A Study of Autoregressive Decoders for Multi-Tasking in Computer Vision
This provides insights into multi-task learning trade-offs for computer vision researchers, but it is incremental as it builds on existing autoregressive decoder systems.
The study investigated the design decisions and trade-offs of using autoregressive decoders for multi-tasking in computer vision, finding that a small decoder on a frozen pretrained encoder (LiT-decoder) works surprisingly well across tasks like classification and captioning.

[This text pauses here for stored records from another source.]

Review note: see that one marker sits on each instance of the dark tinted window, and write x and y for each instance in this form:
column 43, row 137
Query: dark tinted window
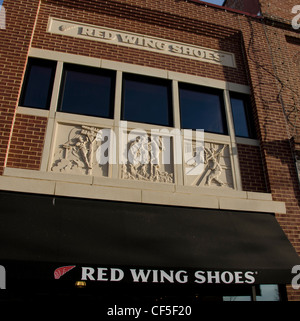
column 38, row 83
column 147, row 100
column 202, row 108
column 87, row 91
column 242, row 118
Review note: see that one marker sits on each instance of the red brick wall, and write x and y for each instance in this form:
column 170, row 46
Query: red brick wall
column 252, row 172
column 27, row 142
column 249, row 6
column 15, row 41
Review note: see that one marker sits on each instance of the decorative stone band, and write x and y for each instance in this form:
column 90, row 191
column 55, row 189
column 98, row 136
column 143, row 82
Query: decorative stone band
column 138, row 41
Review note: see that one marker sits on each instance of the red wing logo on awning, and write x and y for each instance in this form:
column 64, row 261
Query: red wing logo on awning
column 62, row 270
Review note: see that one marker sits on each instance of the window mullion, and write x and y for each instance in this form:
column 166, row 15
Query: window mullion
column 237, row 180
column 56, row 88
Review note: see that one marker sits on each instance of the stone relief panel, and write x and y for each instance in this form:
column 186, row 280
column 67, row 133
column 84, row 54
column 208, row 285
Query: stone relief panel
column 76, row 149
column 217, row 170
column 149, row 158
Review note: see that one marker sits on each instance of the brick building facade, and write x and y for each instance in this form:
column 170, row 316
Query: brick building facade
column 259, row 171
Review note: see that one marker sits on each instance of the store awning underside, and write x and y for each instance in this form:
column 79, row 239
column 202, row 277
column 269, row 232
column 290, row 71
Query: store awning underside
column 36, row 228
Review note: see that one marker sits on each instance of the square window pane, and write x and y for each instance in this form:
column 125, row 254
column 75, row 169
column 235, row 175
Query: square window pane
column 147, row 100
column 87, row 91
column 38, row 83
column 243, row 123
column 202, row 108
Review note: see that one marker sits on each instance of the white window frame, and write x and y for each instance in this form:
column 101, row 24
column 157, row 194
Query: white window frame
column 55, row 116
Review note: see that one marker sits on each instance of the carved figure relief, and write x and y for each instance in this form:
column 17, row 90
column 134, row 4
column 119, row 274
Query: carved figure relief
column 145, row 162
column 75, row 151
column 217, row 167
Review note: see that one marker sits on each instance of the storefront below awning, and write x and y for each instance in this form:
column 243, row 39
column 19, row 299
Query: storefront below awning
column 106, row 241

There has been a recent explosion of computer vision models which perform many tasks and are composed of an image encoder (usually a ViT) and an autoregressive decoder (usually a Transformer). However, most of this work simply presents one system and its results, leaving many questions regarding design decisions and trade-offs of such systems unanswered. In this work, we aim to provide such answers. We take a close look at autoregressive decoders for multi-task learning in multimodal computer vision, including classification, captioning, visual question answering, and optical character recognition. Through extensive systematic experiments, we study the effects of task and data mixture, training and regularization hyperparameters, conditioning type and specificity, modality combination, and more. Importantly, we compare these to well-tuned single-task baselines to highlight the cost incurred by multi-tasking. A key finding is that a small decoder learned on top of a frozen pretrained encoder works surprisingly well. We call this setup locked-image tuning with decoder (LiT-decoder). It can be seen as teaching a decoder to interact with a pretrained vision model via natural language.